Polymatheia supports accessing metadata records via the OAI-PMH protocol. It is a generic protocol designed for harvesting large amounts of metadata from an archive and was initially intended primarily as an archive-to-archive metadata exchange protocol. As a result of this focus, the OAI-PMH protocol provides only very limited facilities for filtering data on the server side. Instead the standard pattern is to download complete data-sets from the server and then filter and transform locally.
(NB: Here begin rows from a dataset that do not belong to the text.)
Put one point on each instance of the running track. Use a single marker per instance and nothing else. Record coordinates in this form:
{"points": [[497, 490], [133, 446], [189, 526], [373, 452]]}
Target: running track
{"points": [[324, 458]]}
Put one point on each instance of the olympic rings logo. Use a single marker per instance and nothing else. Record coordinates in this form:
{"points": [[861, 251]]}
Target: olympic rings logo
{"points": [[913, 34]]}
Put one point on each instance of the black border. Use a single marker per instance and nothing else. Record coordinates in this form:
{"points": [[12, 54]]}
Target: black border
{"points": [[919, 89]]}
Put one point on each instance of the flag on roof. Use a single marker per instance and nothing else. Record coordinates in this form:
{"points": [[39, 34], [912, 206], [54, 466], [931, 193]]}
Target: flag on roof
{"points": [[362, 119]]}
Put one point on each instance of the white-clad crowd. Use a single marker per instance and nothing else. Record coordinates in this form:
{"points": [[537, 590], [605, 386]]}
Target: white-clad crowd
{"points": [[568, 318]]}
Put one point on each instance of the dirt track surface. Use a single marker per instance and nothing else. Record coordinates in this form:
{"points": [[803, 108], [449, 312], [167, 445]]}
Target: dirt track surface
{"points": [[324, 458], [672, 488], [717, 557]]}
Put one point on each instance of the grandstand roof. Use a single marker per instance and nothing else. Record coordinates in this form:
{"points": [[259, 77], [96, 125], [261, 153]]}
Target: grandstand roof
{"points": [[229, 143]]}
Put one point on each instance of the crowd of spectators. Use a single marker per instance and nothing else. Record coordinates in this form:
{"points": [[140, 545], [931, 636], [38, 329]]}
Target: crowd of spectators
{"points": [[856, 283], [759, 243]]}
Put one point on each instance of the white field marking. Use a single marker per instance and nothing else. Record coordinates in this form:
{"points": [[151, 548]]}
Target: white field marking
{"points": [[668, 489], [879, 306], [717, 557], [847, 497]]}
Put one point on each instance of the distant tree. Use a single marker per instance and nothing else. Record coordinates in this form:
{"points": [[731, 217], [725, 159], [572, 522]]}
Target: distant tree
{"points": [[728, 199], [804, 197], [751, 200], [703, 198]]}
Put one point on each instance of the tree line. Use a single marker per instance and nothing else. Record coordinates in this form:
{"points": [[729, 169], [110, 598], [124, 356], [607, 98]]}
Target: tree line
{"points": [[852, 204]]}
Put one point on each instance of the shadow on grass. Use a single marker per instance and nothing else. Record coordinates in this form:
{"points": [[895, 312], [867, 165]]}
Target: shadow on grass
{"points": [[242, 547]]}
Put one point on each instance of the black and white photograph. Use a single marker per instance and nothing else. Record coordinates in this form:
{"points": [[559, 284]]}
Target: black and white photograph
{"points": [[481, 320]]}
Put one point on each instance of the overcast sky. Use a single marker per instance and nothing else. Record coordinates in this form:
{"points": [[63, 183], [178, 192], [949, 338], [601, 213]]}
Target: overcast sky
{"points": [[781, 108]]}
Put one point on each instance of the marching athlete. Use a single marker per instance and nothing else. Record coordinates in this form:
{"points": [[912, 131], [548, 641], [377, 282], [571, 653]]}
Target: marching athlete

OAI-PMH supports filtering on the server-side via the concept of a set. To find the available sets use the ~polymatheia.data.reader.OAISetReader
:
python
from polymatheia.data.reader import OAISetReader
reader = OAISetReader('http://www.digizeitschriften.de/oai2/') for setSpec in reader: print(setSpec)
An OAI-PMH server can provide the same metadata using different formats. To find which formats the server provides use the ~polymatheia.data.reader.OAIMetadataFormatReader
:
python
from polymatheia.data.reader import OAIMetadataFormatReader
reader = OAIMetadataFormatReader('http://www.digizeitschriften.de/oai2/') for format in reader: print(format)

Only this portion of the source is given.